GFS’s forecast 2-meter temperatures for Wednesday afternoon, indicating low to mid-90s across much of the lower elevations of northern and central California.

Surface temperatures rocket well out of the normal range due to this, as seen below. Troughing settling into the middle part of the country brings their temperatures down drastically, with the opposing pattern here on our side of the lower-48. That little bit of snow that fell in the sierra won’t be lasting long. In addition to the heat (for the time of year), troughs passing to the north and east of California could also mean periods of gusty/increased offshore winds, drying out the ground after the bit of precipitation we’ve received and increasing fire danger.

GFS's forecast surface temperature anomalies for Saturday afternoon.

GFS’s forecast surface temperature anomalies for Saturday afternoon. Most of California sits in temperature 10 degrees above normal.
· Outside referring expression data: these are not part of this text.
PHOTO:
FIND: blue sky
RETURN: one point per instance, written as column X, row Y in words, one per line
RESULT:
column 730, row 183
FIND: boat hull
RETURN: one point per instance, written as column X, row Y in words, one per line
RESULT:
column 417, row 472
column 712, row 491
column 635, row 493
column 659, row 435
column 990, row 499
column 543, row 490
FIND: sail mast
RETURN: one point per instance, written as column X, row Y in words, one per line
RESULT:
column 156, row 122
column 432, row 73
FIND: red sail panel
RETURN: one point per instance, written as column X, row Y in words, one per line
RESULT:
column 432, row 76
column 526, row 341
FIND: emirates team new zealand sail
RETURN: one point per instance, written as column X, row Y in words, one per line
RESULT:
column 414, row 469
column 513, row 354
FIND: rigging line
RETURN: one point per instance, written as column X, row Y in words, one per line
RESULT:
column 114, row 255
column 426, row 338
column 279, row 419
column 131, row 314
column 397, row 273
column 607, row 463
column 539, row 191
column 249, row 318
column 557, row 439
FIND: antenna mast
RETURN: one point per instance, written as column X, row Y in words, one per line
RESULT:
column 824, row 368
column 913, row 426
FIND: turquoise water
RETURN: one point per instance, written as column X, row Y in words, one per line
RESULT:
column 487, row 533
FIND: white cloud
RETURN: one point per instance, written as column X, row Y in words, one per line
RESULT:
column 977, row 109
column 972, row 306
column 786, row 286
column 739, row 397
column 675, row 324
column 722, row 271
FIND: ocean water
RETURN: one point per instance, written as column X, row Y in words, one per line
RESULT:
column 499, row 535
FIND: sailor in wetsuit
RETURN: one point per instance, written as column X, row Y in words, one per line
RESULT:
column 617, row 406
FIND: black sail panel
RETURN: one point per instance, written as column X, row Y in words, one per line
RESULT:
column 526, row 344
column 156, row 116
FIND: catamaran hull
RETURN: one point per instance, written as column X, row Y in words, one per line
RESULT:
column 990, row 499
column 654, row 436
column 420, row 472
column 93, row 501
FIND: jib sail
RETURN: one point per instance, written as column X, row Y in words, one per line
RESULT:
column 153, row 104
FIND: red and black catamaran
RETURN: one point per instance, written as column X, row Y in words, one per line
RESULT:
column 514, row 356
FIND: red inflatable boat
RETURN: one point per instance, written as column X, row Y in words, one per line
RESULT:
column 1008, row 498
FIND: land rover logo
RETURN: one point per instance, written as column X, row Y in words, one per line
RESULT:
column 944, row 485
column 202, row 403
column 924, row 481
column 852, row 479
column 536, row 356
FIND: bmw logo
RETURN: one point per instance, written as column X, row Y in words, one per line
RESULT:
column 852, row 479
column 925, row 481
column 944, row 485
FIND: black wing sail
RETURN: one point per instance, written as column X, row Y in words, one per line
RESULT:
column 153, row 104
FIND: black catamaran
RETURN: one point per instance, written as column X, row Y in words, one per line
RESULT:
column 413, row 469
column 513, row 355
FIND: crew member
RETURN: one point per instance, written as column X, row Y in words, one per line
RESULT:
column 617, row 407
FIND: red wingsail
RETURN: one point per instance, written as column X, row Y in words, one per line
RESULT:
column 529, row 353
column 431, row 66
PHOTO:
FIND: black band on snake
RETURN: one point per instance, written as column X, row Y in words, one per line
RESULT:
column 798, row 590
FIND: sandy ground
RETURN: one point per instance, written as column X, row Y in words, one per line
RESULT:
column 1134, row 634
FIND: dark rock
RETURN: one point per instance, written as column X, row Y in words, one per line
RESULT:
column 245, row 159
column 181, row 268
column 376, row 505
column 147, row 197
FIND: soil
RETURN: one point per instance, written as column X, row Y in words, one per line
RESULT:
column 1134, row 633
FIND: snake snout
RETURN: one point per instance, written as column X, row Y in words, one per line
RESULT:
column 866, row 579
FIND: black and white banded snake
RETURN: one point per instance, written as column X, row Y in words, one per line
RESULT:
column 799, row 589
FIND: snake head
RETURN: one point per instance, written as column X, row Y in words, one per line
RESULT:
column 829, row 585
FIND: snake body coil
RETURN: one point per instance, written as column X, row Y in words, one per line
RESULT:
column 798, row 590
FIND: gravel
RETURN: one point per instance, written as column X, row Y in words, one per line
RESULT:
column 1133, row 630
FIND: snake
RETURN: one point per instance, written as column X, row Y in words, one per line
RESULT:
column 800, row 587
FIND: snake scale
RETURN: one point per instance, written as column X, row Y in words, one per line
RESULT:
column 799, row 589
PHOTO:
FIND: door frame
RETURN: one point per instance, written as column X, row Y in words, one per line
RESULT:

The GFS and ECMWF, along with most of their ensembles indicate this pattern continuing through at least mid-month. Now looking out 2 weeks plus is quite tricky, but this pattern has shown it’s persistence before, lasting months. We can hope for a better second half of the month, but long range models including the ECMWF-EPS weeklies and CFS indicate a below-normal month precipitation wise across California, along with above-normal temperatures. CFS wants to continue this dreaded pattern into November as well, but I don’t even trust most models more than a week typically, so we’ll see.

I’ll have a new post once the next storm shows up, which is hopefully sooner than what most long-range indications suggest.